The objective of leader election is to provide one item (a process, host, thread, object, or human) specific powers in a distributed system. These specific abilities could include the capacity to delegate tasks, the ability to edit data, or even the responsibility for managing all system requests.
The election of a new leader is a powerful instrument for increasing efficiency, minimizing coordination, simplifying architectures, and lowering activities. Leader election, on the other hand, may generate additional failure modes and scale obstacles. Furthermore, leader election may make evaluating the validity of a system more challenging.

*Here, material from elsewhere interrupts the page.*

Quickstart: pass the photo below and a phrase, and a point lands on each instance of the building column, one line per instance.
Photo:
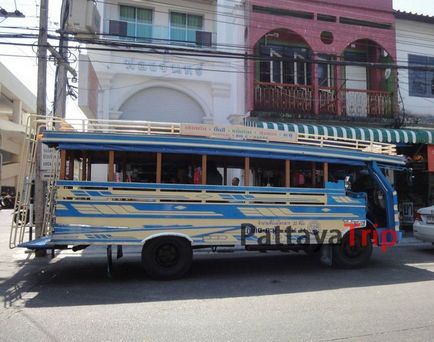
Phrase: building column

The goal of the leader election is to select a processor who will coordinate the system’s actions. A leader is usually chosen based on a criterion, such as selecting the processor with the greatest identifier as the leader in any leader election procedure. The processors attain their terminated states when the leader is chosen. In a leader election algorithm, the terminated states are divided into elected and non-elected states. When a processor enters a non-elected state (or an elected state), it remains in that state at all times (or an elected state). The safety and liveness conditions for a leader election algorithm must be met.
When considering whether or not a leader election is appropriate, there are three scenarios to consider.
When each node is roughly the same, and there isn’t a clear contender for a permanently assigned leader, the first circumstance arises. This means that any node can be voted as the system’s leader, and there is no single point of failure.
The second scenario occurs when the cluster is performing a very complex activity that requires close collaboration. Coordination can refer to various things, including deciding how the work will be divided, assigning work to certain nodes, and combining work outcomes from various nodes.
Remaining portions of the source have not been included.